Der gütige und auch staatsmännisch kluge Papst tat, was der Kranke wollte, denn auch ihm schien, daß sich die Mühe verlohnen möchte. Er schickte ihm nach Plessis das Korporale, über dem Sankt Peter Messe gesungen hatte, und auch die anderen Reliquien, die Ludwig zur Anbetung verlangte, er befahl, daß die niemals noch von ihrer Stelle entfernte heilige Ampolla zu Reims, die das Krönungsöl enthielt, in das Krankenzimmer verbracht werde. Und er willfahrte auch dem seltsamsten der königlichen Wünsche: er mobilisierte die lebendigen Heiligen, Brüder und Einsiedler von glückseligem Wandel, irdische Wundertäter, die großen und verehrten Beter, Helfer und Heiler, und schickte sie einzeln und mit dem Gelübde, gegen die Welt über ihre Mission zu schweigen, nach Plessis, daß sie versuchten, Mittler zu sein zwischen Gott und Ludwig. Mehr sagte er ihnen nicht, und er hatte seine guten Gründe.

Gegen Ende des Sommers begann die absonderliche Prozession der Heiligen. In Tours empfing sie der Bischof, hielt sie stets getrennt und schickte sie in Abständen von je einem Tag nach Plessis. Doch keiner der Gottesmänner blieb länger im Schloß als ein oder zwei Stunden, dann wurden sie reich beschenkt und nach Orleans gebracht, von wo sie in ihre Heimat zurückkehrten. Keiner von ihnen – von den Deutschen, Italienern, Spaniern, Franzosen, den Theologen, Eremiten, Mönchen aller Orden, den Brennenden und Stumpfen, Aufrechten und Pharisäern – vergaß die Augenblicke, die er vor den armseligen Resten des großen Königs stand, vor dem halben Gesicht, dem gehetzten Blick und der Stimme, die klang, als sei sie zertreten.

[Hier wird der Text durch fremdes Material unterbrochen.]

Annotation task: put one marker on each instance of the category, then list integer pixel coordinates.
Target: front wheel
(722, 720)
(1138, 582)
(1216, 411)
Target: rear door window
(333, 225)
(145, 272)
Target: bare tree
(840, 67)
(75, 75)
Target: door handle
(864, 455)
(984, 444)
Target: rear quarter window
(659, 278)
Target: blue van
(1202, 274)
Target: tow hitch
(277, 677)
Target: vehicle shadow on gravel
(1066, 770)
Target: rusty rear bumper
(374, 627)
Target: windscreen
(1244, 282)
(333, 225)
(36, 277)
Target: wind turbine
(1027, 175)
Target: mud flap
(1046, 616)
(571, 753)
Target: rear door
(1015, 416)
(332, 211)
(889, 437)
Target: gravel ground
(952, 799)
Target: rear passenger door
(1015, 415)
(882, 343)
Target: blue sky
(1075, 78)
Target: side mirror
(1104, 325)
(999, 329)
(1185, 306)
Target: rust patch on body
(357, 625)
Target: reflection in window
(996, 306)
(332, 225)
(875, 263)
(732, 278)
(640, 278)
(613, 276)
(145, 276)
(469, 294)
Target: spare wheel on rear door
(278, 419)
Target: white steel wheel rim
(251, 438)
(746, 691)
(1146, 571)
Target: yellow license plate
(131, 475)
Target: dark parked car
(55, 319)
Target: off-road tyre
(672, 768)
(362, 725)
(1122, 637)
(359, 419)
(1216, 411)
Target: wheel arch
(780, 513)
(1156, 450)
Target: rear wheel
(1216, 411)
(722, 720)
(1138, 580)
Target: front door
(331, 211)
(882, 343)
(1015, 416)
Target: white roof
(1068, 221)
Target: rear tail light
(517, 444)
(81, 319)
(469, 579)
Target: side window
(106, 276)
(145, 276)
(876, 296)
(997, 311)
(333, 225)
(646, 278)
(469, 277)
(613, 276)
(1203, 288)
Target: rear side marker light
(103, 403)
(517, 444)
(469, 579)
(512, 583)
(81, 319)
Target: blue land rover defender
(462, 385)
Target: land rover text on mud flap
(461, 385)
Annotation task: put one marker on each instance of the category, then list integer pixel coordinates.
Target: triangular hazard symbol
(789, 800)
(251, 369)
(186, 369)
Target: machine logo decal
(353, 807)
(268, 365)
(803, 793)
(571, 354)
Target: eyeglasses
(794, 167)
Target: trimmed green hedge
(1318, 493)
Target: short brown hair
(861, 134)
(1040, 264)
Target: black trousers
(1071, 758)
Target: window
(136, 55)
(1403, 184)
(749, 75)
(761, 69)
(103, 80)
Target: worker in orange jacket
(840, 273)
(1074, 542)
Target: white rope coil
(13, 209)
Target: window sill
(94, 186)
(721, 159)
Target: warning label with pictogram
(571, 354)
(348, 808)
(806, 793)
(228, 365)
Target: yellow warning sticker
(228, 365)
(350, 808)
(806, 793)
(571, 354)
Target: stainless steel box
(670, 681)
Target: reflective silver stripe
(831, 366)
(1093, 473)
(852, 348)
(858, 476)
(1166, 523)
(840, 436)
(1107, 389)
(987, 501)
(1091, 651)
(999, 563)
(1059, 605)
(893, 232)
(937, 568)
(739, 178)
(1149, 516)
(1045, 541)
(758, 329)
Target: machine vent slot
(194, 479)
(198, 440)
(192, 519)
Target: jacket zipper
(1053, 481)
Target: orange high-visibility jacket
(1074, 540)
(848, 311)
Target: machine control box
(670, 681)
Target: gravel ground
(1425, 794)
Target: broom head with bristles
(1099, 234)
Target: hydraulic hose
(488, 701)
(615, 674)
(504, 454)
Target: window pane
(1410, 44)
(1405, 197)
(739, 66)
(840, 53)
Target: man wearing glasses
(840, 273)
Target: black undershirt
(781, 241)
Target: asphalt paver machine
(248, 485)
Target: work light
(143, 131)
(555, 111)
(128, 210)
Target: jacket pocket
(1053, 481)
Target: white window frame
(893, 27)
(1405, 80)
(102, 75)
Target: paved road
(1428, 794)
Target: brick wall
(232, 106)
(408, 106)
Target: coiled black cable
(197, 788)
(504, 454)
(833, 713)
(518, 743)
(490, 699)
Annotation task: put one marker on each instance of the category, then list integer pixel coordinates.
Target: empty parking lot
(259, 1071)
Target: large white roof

Ludwig fragte immer das gleiche, mit äußerster Sparsamkeit an Ton und Wort:

»Vater, kann Gott in dir mein Leben verlängern?«

Und er hörte immer das gleiche, aus erschrockenen, sanften oder harten Mündern:

»Sire, diese Macht habe ich nicht.«

»Vater, warum sagst du, daß du sie nicht hast, wo Gott sie dir in jeder Sekunde könnte geben?«

Und er hörte Verwahrungen, Versprechen, verlegenes Geschwätz, ehrliches Mitleid, leise oder grobe Ermahnungen, sich nicht aufzulehnen, sondern sich des Höchsten Willen zu ergeben, wie er auch sei. Es wußten die Männer Gottes, die beredten, die gehemmten, die dreisten und die zaghaften, niemals, ob der König von ihren Worten getroffen wurde oder angerührt oder ob er sie auch nur angehört hatte und nicht schon teilnahmslos sei oder gar schon abwesend. Er kauerte im Lehnstuhl, das Gesicht, das die Rechte halb verdeckte, stets im Schatten, einen schmalen Lederriemen unterhalb der Achseln um die Brust und das Gestänge der Rückenlehne, daß der Oberkörper nicht in einem Augenblick der Ohnmacht nach vorne fiele. Es wußten die Männer Gottes nie, ob sein freies Auge, das wohl auf sie gerichtet war, mit dem Blick sie umfasse und bemerke oder durch sie hindurchsehe wie durch das Nichts, das schon in der tiefen Höhle saß wie bei Blinden. Und wenn sie sich leer geredet hatten, die einen früher, die anderen später, und alle mutlos oder verängstigt geworden waren, sah jeder von ihnen die Hand auf dem Gesicht verabschiedend die Finger bewegen und hörte jeder von ihnen die gleichen geflüsterten Worte:

»Vater, küß mich mit dem Mund Gottes und segne meinen Atem.«

Die Hand auf dem Gesicht drückte ein wenig den Kopf zurück und ließ die grauen Lippen frei, die sich öffneten. Der Heiligen Münder – welke, vollippige, bauernderbe und gelehrtenschmale – berührten sie mit dem frommen Kuß, und der Geküßte hauchte dann jedem einzelnen zu: »Atmet aus!« – und nahm den fremden Atem auf, der selten frisch war und zumeist stank wie von hungrigen und kranken Greisen.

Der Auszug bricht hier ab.